Self-service signed JWT public key set up is already live for self-hosted public keys. For guidance, see Application-restricted RESTful APIs - signed JWT authentication.
We are also working on making set up self-service for public keys hosted by us.
1 Like
@mick.schonhut1 who do I need to contact to host my public key? I am new to API Management. Your reply would be appreciated
Hey @ayo.odunsi1 check out our Contact us page for details on who to contact for this
1 Like
I think the python example needs updating on here. I had to use the cryptography package to get it working.

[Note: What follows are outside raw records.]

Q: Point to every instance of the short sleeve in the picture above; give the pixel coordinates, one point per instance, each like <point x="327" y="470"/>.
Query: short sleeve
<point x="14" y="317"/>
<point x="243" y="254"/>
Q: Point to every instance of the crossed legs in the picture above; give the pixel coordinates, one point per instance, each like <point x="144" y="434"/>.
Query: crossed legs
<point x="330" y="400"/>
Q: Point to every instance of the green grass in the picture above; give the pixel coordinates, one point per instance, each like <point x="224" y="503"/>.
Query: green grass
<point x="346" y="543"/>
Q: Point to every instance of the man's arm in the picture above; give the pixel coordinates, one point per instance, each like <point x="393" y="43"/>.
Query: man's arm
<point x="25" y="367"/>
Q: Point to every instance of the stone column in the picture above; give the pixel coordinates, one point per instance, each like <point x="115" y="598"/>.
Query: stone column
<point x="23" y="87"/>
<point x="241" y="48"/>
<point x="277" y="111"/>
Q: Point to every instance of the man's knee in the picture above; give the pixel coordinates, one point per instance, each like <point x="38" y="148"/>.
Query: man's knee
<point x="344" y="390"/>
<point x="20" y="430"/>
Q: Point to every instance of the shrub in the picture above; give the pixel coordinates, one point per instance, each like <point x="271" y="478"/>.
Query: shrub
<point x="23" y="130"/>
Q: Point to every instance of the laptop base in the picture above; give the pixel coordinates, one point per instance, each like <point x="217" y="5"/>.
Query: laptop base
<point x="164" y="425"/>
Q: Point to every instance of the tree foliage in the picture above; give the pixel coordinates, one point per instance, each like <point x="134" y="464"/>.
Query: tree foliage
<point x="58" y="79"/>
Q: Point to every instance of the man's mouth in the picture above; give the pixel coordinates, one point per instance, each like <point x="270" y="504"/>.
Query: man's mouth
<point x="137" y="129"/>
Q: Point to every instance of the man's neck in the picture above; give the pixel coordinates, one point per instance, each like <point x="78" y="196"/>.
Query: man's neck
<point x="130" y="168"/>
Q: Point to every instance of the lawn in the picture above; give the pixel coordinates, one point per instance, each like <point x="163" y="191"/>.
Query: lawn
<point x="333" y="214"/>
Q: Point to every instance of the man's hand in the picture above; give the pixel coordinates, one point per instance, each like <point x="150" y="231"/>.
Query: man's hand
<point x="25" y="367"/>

Thanks for letting us know, James.
Was that the Python example in Step 4?
What was the specific problem you found with the code snippet we provided?
Yes it is that one.
If you use a passphrase for the key pair generated in Step 2 the jwt package by itself won’t be able to access the key file.
I ended up using:
from cryptography.hazmat.backends import default_backend
from cryptography.hazmat.primitives.serialization import load_pem_private_key
Like this:
# Read the private key file.
with open(private_key_file, "r") as f:
private_key = f.read()
# Load the key.
rsa_key = load_pem_private_key(
private_key.encode('utf-8'),
password=private_key_passphrase.encode('utf-8'),
backend=default_backend())
# Create a claims header
claims = {
"sub": api_key,
"iss": api_key,
"jti": str(uuid.uuid4()),
"aud": "https://int.api.service.nhs.uk/oauth2/token",
"exp": int(time()) + 300, # 5mins in the future
}
# Create additional header
additional_headers = {"kid": kid}
j = jwt.encode(
claims,
rsa_key,
algorithm="RS512",
headers=additional_headers
)
Happy to hear if there’s a better way!